Photo of Andy Przybylski
The Huo Family Foundation supports Professor Przybylski and his team’s research, which focuses on adolescent wellbeing in the digital age.

If asked whether the overall effect of social media is good or bad for young people, many people would answer negatively. But academic Andrew has a different view. “[Social media] isn’t the first activity that parents have freaked out about – before this came video games, and before that it was the television set”. We have a natural tendency to project onto others our own worries, whether you are a parent or a policy maker.

Part of Andrew’s work has shown that the possible negative effects of social media on young people are more complex than we assume.

He stresses that social media and video games are not black boxes. “Young people are just trying to navigate the online world as they navigate life.
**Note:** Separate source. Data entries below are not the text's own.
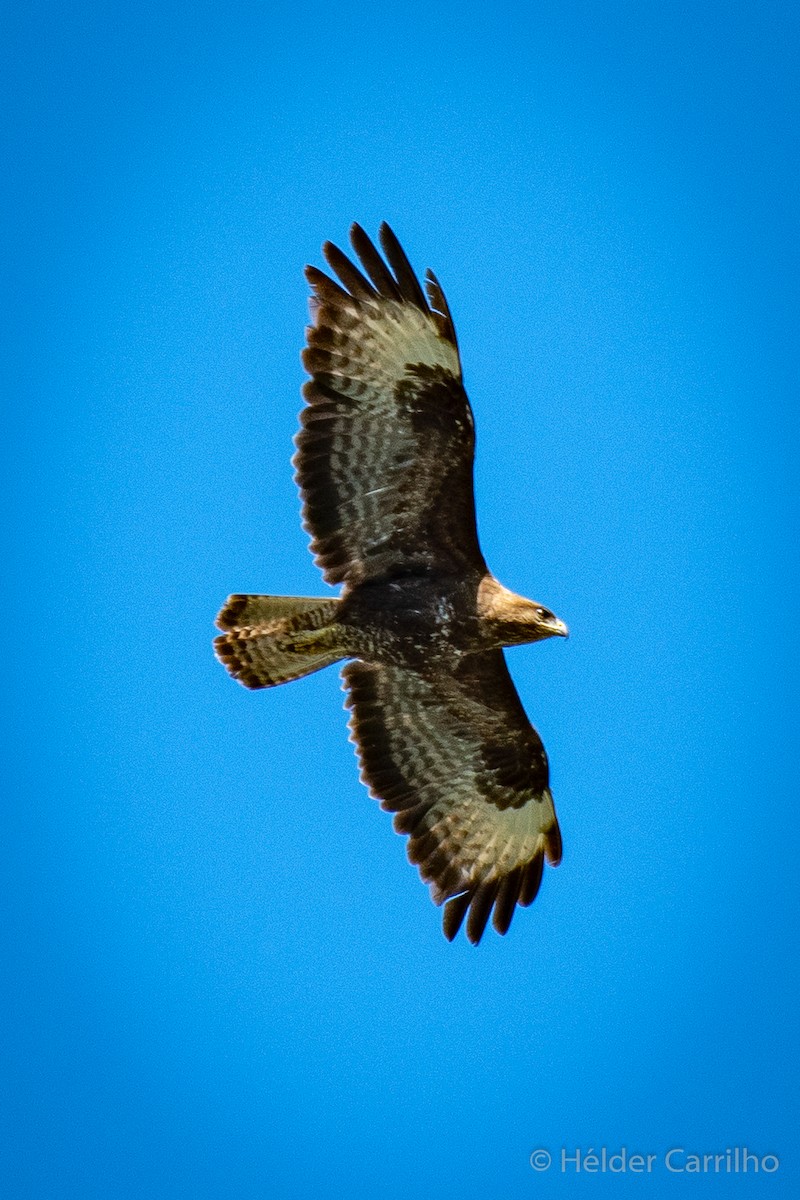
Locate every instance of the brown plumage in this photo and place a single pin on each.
(385, 469)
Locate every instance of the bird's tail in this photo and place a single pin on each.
(270, 640)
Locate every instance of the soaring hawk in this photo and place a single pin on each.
(384, 465)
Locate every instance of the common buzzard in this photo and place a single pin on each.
(384, 465)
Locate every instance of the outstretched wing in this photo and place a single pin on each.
(457, 761)
(385, 451)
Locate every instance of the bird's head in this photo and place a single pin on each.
(512, 619)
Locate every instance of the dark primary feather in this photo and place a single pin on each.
(386, 444)
(457, 761)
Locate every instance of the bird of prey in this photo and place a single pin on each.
(384, 465)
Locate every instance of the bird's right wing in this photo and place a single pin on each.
(385, 453)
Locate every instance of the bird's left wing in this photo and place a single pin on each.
(456, 759)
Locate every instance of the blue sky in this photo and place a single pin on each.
(224, 978)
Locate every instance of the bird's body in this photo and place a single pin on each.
(385, 468)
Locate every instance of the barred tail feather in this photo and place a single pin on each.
(271, 640)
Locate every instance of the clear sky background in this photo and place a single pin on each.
(224, 979)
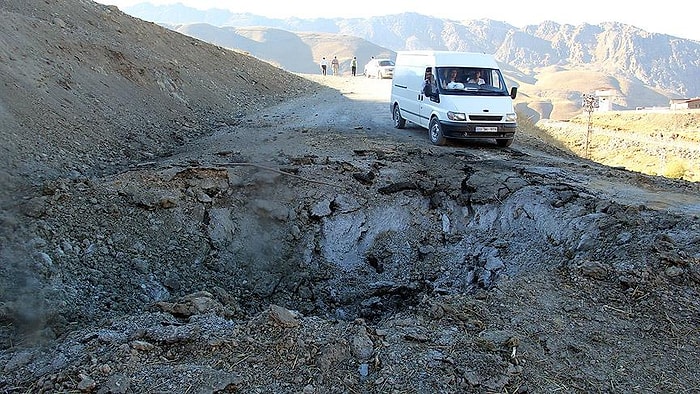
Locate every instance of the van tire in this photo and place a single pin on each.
(504, 143)
(435, 132)
(399, 121)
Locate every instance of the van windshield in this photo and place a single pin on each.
(469, 80)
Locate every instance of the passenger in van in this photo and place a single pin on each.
(429, 87)
(452, 81)
(476, 78)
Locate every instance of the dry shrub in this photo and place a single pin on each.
(675, 169)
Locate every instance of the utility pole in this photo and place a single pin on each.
(590, 103)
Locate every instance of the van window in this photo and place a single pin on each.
(472, 81)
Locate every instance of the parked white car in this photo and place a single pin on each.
(379, 68)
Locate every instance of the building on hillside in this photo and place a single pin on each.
(605, 99)
(678, 104)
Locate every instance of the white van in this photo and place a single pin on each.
(466, 97)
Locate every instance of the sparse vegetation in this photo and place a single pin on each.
(655, 143)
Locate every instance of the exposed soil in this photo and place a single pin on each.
(285, 238)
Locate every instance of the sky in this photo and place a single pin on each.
(676, 18)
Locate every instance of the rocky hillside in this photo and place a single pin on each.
(552, 63)
(178, 217)
(67, 101)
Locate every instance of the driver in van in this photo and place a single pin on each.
(429, 87)
(477, 78)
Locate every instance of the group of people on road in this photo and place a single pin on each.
(335, 66)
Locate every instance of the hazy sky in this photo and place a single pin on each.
(675, 17)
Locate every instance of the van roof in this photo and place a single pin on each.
(449, 58)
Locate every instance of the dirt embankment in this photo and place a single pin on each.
(286, 238)
(656, 143)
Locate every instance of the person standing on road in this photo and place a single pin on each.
(335, 65)
(324, 66)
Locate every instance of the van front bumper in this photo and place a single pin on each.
(467, 130)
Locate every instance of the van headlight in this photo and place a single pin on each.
(456, 116)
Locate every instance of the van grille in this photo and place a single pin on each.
(485, 118)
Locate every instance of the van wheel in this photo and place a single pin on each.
(503, 143)
(435, 132)
(399, 122)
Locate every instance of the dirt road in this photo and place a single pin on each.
(310, 247)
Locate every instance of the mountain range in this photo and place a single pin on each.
(552, 64)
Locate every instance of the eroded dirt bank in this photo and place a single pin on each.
(311, 247)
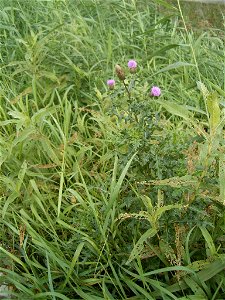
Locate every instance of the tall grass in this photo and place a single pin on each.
(80, 219)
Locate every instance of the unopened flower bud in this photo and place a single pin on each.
(120, 72)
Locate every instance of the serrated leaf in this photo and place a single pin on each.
(176, 109)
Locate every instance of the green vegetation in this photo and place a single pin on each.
(110, 194)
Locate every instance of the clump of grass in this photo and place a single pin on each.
(94, 203)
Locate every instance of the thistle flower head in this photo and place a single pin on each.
(155, 91)
(111, 83)
(132, 65)
(120, 72)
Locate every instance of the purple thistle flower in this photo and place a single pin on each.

A child who is online for three hours could be scrolling Instagram but they could also be learning how to play an instrument.” This is why he believes better research is needed to capture the “whole picture” on how technology can impact a child’s mental health.

In order to widen research in this area, Andrew thinks that more collaboration is necessary between industry giants and independent scientists. “Big tech companies hold valuable information in the data they collect from millions of young people. If they can share that with academics for independent research, then parents and policy makers can make informed decisions based on facts rather than from scary headlines.” He believes this is the key to really understanding the broader context between young people and technology.

He notes that some scientific research is carried out with an agenda set by entrenched interests. “If the need is to capture the public’s imagination to secure support, there is pressure to frame technology as all good or all bad. This is one of the special things about working with the Huo Family Foundation – their main concern is getting the best answer based on scientific evidence and the facts. HFF’s generous funding allows my team to speak truth to power. There is no predetermined outcome – just a willingness to support the pursuit of knowledge.”

Another area of Andrew’s research is around policy. He feels there is a tendency to set policies which aren’t based on science. “When there is a problem, people become very reactive. If we regulate something, there needs to be evidence for it”. He believes it is ineffective to connect things without a clear reason, otherwise you could end up with the solution of banning it.

Aside from his work, as a parent himself, Andrew just wants other parents to be able to advocate for something better than the information they are given. “Society should be sceptical of the role of big tech companies in our lives, they are powerful, and HFF’s unwavering support allows me to be critical on this topic.”

Andrew’s work focuses on applying psychological models of motivation and health to study how people interact with virtual environments including video games and social media. He is particularly interested in integrating open, robust, and reproducible science with evidence-based policymaking.